So fearful was Phillip Monroe Ballard that U.S. District Judge John McBryde would sentence him to prison for filing false federal income tax returns that the self-described “sovereign citizen” decided the judge needed to die.
In jail, the 72-year-old antigovernment extremist came up with a plan, drew a map, and arranged for a $5,000 down payment on the $100,000 he offered to pay an assassin to shoot McBryde with a high-powered rifle as he entered the courthouse in Fort Worth, Texas. If that plan failed, Ballard wanted McBryde’s car bombed, court documents allege.
Fortunately, one of Ballard’s fellow inmates told prison officials about the scheme, saying that Ballard, like other so-called sovereign citizens, described himself as “immune from all laws of the United States.” In December, a Fort Worth federal jury convicted Ballard of solicitation to commit murder, and on March 17, a visiting judge from Louisiana sentenced him to 20 years in prison — ironically, the same amount of time Ballard reportedly feared he’d receive on the original tax charges.

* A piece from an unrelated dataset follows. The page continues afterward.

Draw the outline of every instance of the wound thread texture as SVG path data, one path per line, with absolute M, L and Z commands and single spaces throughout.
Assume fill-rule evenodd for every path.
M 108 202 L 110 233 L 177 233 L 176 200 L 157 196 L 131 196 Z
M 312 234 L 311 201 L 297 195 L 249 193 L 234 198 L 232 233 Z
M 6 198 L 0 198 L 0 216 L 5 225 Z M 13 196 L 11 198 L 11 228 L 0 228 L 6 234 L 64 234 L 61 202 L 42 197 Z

Ballard was hardly the only apparent sovereign citizen willing to resort to violence. On Jan. 15, sheriff’s deputies in Franklin County, Ohio, received a nasty surprise when they tried to deliver eviction papers to the home of Mark Kulis. Having been warned that Kulis, 55, could be dangerous, the deputies picked a time when he was known to be out of the house. On arrival, they found the oven and bedroom booby-trapped with explosive devices. Sheriff Zach Scott told the Intelligence Report that Kulis was a sovereign citizen, but the evidence on that was mixed and he may have been simply mentally ill.
A bomb squad safely disposed of the explosive devices, and Kulis, who was carrying a handgun when police arrested him near his home, was taken to jail. The Columbus Dispatch reported that he was charged with two felonies: carrying a concealed weapon and manufacturing dangerous ordnance.
Meanwhile, on Feb. 7, three men connected to the Republic for the united States of America, the largest and most organized sovereign group active today, were found guilty of mail fraud. James Chappell Dew, 59, of North Myrtle Beach, S.C., Jerry Elmo Hartsoe, 57, of West Columbia, S.C., and Mark Shannon, 49, of Franklin, Tenn., each face up to 30 years in prison and fines of $250,000 for telling victims they had access to secret government accounts and would, for a fee, pay off mortgages, credit cards and other types of debt.
Instead, they pocketed the money and sent banks fancily worded but ultimately meaningless documents “designed,” according to an FBI affidavit, “to confuse, delay or otherwise obstruct the lawful role of the IRS, the United States Bankruptcy Trustee and the banks.” Many of the men’s “clients” lost their homes to foreclosure.